Perhaps most importantly, the league brought together a group of friends and one uninvited guest, living across 4 different time zones, in one place again. And while it might not be the same behind a glossy computer screen, it was great to know that no matter how much time might have passed since our days rocking the hallowed institution of higher education together, we were all pretty much still petulant little children trapped inside the bodies of mostly grown-ass men.
This is the story of The Post-Graduate League.
“In this game we play, there’s this thing we call gamesmanship. It’s a natural part of the game. Some of you may not like it. Some of you make even think it’s a bit unfair. But at the end of the day it’s what separates the good coaches from the great coaches. Great coaches know that when they’ve got their opponent beat, the only way to ensure they walk off that field victorious is to stick that dagger in deeper, twist and turn the blade as you step on that loser’s juggular and then, and only then, can they say they’ve won. Good coaches… Good coaches know when to ice kickers. Most of you aren’t great coaches. Hell, most of you aren’t even good coaches. Most of you got here with a little help — by stumbling onto a sleeper, picking up a player who was stuck on the waiver wire, or with the help of dumb, stupid Luck. That’s the funny thing about sports, isn’t it? All you really need is one bounce, one tipped ball, a misstep here, a misstep there, and then boom you’ve somehow find your way into the field of 8. It’s unfair. It’s random as shit. But that’s Life.
Life doesn’t owe you a goddamn thing. Seriously, why would it give you anything when all it really wants to do is screw you? For those of us who are sick and tired of getting #@$%ed by the follies of the cruel wench that is Life, there is Gamesmanship. Some of you know it as “it”. Others refer to it as supreme confidence. And yet more call it swagger. It’s all of those things and none of those all at once. It’s that quality that all great #@$%ers possess. It’s that moment when you grab that unforgiving bitch that is Life, turn her around, bend her over, raise her skirt, strip off her panties, and stick your big fat prick inside her and you #@$% her. With no rubbers — of course.”

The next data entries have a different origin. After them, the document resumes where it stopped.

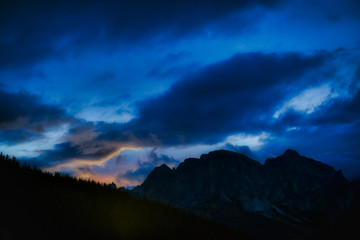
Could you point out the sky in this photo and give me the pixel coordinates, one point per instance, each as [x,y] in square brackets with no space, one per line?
[108,90]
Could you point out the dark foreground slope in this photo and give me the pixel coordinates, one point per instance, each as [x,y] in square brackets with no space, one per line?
[289,197]
[37,205]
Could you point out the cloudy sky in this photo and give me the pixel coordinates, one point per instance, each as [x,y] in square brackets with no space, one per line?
[108,90]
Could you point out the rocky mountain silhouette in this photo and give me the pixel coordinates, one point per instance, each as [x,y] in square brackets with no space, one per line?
[285,197]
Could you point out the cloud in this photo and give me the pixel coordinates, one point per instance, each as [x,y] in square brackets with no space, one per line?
[24,116]
[33,31]
[144,168]
[234,95]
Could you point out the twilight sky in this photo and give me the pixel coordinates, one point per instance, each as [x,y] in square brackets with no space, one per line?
[108,90]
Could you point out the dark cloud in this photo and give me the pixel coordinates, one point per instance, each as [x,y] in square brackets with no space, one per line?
[85,169]
[89,150]
[239,94]
[34,30]
[10,137]
[24,116]
[240,149]
[144,168]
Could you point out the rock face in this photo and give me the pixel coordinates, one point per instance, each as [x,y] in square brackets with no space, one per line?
[290,187]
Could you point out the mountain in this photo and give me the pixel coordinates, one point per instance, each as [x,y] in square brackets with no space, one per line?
[40,205]
[288,196]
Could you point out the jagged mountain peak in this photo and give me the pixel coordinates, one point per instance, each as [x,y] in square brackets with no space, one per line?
[290,183]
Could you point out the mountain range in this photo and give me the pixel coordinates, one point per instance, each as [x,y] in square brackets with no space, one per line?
[287,197]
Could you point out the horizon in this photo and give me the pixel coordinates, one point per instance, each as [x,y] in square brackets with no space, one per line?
[109,90]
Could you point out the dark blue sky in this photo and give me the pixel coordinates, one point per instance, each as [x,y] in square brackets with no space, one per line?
[110,89]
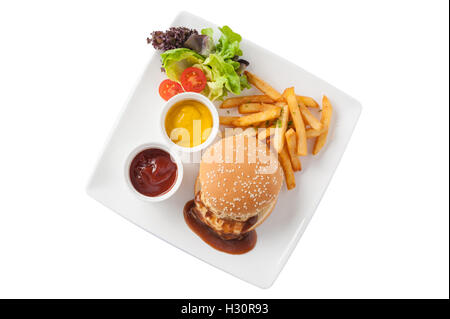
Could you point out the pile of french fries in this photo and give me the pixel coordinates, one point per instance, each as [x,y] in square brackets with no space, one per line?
[286,118]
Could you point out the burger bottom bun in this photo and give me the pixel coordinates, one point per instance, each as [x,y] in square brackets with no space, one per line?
[262,216]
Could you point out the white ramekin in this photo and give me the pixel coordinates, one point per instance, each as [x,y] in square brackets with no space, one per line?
[197,97]
[175,158]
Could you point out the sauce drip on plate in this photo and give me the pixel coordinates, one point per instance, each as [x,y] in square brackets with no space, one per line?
[152,172]
[231,246]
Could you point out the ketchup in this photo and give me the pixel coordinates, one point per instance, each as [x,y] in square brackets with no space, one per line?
[152,172]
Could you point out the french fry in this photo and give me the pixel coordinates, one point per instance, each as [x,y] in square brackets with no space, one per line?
[308,101]
[227,120]
[236,101]
[280,128]
[312,133]
[291,143]
[267,132]
[308,117]
[285,162]
[263,86]
[255,118]
[325,119]
[255,107]
[302,147]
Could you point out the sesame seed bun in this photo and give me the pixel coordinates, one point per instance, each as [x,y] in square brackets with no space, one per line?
[239,177]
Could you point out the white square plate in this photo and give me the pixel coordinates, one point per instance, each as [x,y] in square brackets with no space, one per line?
[279,234]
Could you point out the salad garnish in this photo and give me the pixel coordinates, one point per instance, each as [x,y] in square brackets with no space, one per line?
[219,63]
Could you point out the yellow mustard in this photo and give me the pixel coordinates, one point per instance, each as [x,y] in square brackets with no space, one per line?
[188,123]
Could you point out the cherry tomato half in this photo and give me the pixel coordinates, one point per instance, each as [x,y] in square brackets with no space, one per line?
[193,80]
[169,88]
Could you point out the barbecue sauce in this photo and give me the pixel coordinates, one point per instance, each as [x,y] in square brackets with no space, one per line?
[236,246]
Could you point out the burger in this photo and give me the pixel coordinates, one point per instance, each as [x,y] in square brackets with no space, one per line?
[237,188]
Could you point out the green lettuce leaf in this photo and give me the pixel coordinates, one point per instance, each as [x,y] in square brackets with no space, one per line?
[221,69]
[228,45]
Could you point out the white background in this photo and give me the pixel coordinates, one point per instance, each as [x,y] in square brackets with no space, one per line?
[67,68]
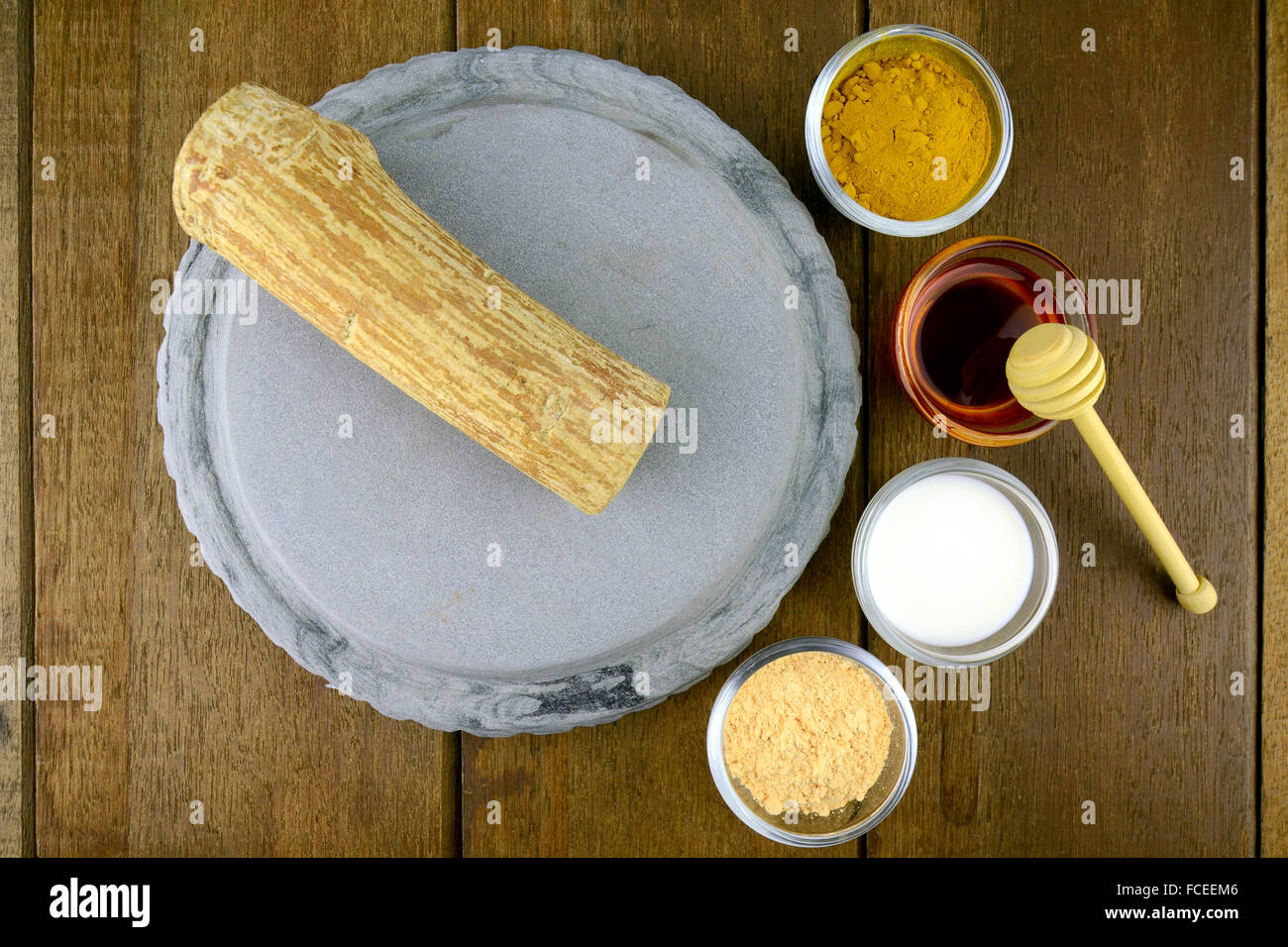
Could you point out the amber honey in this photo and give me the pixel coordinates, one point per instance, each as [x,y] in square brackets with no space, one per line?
[962,328]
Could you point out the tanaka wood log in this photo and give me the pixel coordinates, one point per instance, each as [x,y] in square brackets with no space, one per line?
[301,205]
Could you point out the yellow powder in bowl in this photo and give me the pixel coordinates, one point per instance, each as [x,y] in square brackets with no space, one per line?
[809,729]
[907,137]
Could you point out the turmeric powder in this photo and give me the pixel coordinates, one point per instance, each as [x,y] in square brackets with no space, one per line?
[907,137]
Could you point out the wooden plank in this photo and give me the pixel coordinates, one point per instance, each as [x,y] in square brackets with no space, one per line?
[198,703]
[82,248]
[640,785]
[1274,599]
[1121,166]
[14,411]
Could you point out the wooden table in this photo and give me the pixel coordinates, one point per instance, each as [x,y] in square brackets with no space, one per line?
[1175,727]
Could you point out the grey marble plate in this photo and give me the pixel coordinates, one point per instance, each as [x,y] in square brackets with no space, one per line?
[419,573]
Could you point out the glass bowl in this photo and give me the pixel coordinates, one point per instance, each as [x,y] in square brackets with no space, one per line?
[912,305]
[849,822]
[1046,566]
[898,40]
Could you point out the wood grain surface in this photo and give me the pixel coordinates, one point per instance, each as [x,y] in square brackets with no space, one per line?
[14,418]
[1274,596]
[200,705]
[1121,166]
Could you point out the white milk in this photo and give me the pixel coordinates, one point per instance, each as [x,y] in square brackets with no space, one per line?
[949,561]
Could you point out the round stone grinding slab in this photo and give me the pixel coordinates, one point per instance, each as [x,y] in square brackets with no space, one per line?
[390,554]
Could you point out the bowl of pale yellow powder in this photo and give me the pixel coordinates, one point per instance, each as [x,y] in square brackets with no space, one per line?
[909,131]
[811,741]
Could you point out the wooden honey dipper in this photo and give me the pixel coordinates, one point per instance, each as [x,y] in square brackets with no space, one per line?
[1057,372]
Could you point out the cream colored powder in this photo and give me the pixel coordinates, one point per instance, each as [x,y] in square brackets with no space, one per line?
[809,728]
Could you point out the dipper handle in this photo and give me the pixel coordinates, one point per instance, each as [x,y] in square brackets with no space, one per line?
[1056,371]
[301,205]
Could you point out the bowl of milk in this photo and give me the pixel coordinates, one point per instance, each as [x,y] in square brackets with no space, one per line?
[954,562]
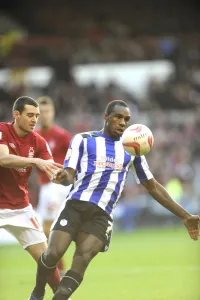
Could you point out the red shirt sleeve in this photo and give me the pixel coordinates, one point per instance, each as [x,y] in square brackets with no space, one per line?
[43,150]
[66,139]
[3,135]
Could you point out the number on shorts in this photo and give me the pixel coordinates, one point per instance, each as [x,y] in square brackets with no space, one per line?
[35,222]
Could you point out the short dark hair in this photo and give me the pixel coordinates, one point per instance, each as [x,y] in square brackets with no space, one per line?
[110,107]
[20,103]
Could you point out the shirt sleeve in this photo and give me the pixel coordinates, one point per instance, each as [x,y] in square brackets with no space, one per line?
[74,153]
[43,149]
[66,139]
[3,135]
[140,169]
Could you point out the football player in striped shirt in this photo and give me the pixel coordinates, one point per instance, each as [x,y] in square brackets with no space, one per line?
[97,166]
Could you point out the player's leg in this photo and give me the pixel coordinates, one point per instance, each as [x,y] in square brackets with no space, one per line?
[59,242]
[35,243]
[51,197]
[61,236]
[87,247]
[94,236]
[36,251]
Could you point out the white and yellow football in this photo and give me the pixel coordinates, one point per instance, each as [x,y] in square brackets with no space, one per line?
[137,140]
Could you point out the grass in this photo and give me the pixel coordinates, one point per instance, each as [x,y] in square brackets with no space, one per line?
[154,264]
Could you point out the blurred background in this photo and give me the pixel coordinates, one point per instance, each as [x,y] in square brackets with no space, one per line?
[86,54]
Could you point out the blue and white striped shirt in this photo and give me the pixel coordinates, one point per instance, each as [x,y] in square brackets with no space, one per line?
[102,165]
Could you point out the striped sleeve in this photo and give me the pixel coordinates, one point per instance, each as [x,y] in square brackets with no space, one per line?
[74,153]
[140,169]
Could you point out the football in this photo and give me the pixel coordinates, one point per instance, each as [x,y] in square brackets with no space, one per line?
[137,140]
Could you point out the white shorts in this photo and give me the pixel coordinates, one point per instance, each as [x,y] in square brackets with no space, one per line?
[23,225]
[51,197]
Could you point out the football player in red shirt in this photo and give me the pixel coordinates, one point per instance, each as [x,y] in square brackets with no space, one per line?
[51,195]
[21,149]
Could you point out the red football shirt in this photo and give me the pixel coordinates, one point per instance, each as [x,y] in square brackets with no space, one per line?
[14,182]
[58,140]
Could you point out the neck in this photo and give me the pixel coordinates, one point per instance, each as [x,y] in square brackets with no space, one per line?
[46,127]
[18,131]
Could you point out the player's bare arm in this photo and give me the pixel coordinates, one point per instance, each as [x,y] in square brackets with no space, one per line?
[158,192]
[13,161]
[65,176]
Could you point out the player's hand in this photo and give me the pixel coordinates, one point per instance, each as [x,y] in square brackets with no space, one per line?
[48,166]
[61,176]
[192,224]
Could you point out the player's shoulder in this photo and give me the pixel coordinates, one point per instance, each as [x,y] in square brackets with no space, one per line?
[60,130]
[4,126]
[37,136]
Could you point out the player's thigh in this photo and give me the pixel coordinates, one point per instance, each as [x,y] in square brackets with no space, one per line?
[87,243]
[48,203]
[37,250]
[101,227]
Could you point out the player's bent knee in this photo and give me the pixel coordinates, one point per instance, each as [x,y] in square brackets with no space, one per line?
[52,256]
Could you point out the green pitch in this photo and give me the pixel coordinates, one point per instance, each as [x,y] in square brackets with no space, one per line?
[161,264]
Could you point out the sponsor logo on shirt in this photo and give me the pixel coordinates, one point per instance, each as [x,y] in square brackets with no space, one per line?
[21,170]
[69,153]
[12,145]
[31,152]
[52,144]
[109,162]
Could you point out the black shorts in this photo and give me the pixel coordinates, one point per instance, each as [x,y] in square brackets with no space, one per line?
[82,216]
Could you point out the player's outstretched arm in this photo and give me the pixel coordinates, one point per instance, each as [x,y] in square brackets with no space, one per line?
[65,176]
[13,161]
[159,193]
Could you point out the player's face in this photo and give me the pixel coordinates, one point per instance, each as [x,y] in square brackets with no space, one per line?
[46,115]
[27,120]
[117,121]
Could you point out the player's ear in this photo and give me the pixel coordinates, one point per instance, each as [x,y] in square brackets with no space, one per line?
[106,116]
[16,114]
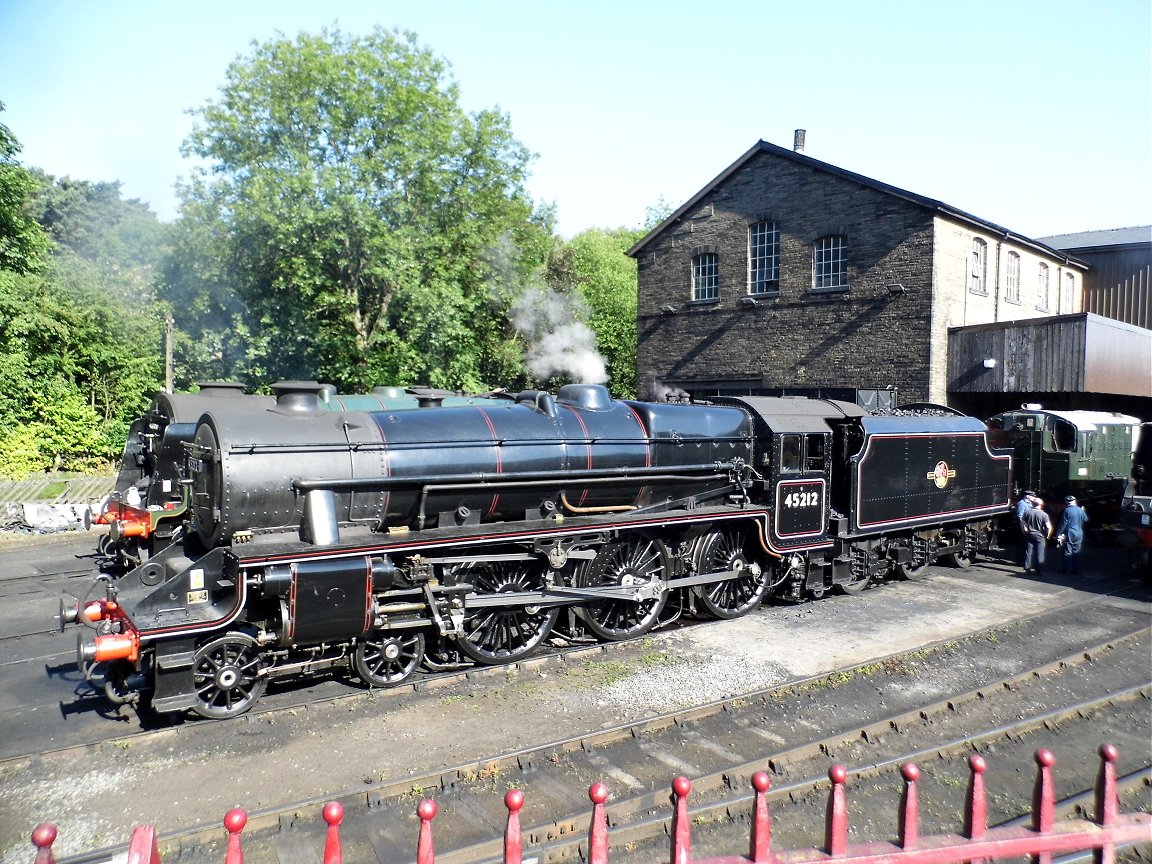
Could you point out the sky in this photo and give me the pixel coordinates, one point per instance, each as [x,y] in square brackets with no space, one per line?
[1032,114]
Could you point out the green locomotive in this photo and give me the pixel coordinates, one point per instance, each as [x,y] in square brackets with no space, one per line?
[1086,454]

And with that TXT message from the uninvited guest I became privy to the behind-the-scenes but still open to the public machinations of one of the most slippery fantasy football players I have ever had the pleasure of going up against. This, my friends, is gamesmanship. Having already clinched a playoff spot, The Commish hoped that by throwing the final week’s game he would gain a much more favorable match-up. Facing Cutlerz teh bestzzz vs. Facing Be Easy? That was the question.
The choice seemed pretty simple to me. I could beat them both, but Be Easy had a much more impressive lineup featuring Aaron “I Can Go Off Anytime” Rodgers, DeSean “Catch Me If You Can” Jackson, and Roddy “Pay The Piper” White. I didn’t want to play him. And neither did The Commish. So he did this.
But none of that factored into my decision to keep my lineup as is. All The Commish needed was for me to score one more point, which seemed more than likely heading into the Monday Night game where I had Jacksonville’s Defense going. One friggin’ point and he would’ve been facing the team that I helped build…
But somehow things don’t always play out the way they’re supposed to play out.
1 point was all The Commish needed from Jacksonville’s Defense, and by all that is right, they scored -3. Gamesmanship. Or dumb, stupid Luck? I can’t decide.
What the hell was I so worried about? I might have had a hand in building this team, but Fantasy Football be damned if I lost to ‘em.
Hats off to you, Cutlerz teh bestzzz.
Yeah, I would’ve made the second round if I faced Be Easy too.
Now came the tricky part. Advancing in Fantasy Football playoffs is a lot like advancing in real-life playoffs. It’s all about momentum. And staying healthy. None of those things happened for me.
#@$%!!!!!!!! My best player was out for the foreseeable future. Eli Manning and the Giants were on the cusp of unraveling. And I was facing the number one seed in an early season match-up against my fellow co-conspirator. #@$%!!!!!!!!!!!!!!!
For the duration of the season, I had hung my hat on the fact that my lowly team was able to knock off the league leader in an early season match-up. Looks like I just shit-talked my way into an ass-beating. A much deserved ass-beating.
Donald Brown? Seriously?
So with no chance at the Finals or the triple digit prize winnings, I was forced into the match-up for Third Place.
Looking at the match-up, I thought I had a good chance, so long as the Giants performed. And having not paid League dues, I was extra motivated to win. The Third Place game would be for the league admission fee which I never handed over since I was so confident in my abilities as a Fantasy Football manager. Yeah, I was dancing on a pedestal trying to balance my over-sized ego. A swift kick to the head will oftentimes do the trick and knock me back down to earth.
And a swift kick is what I got.
4th Place. My guys just ran out of steam….
And while my team may have missed the opportunity to play for the Championship, The NY Giants are going to the Super Bowl! Woot!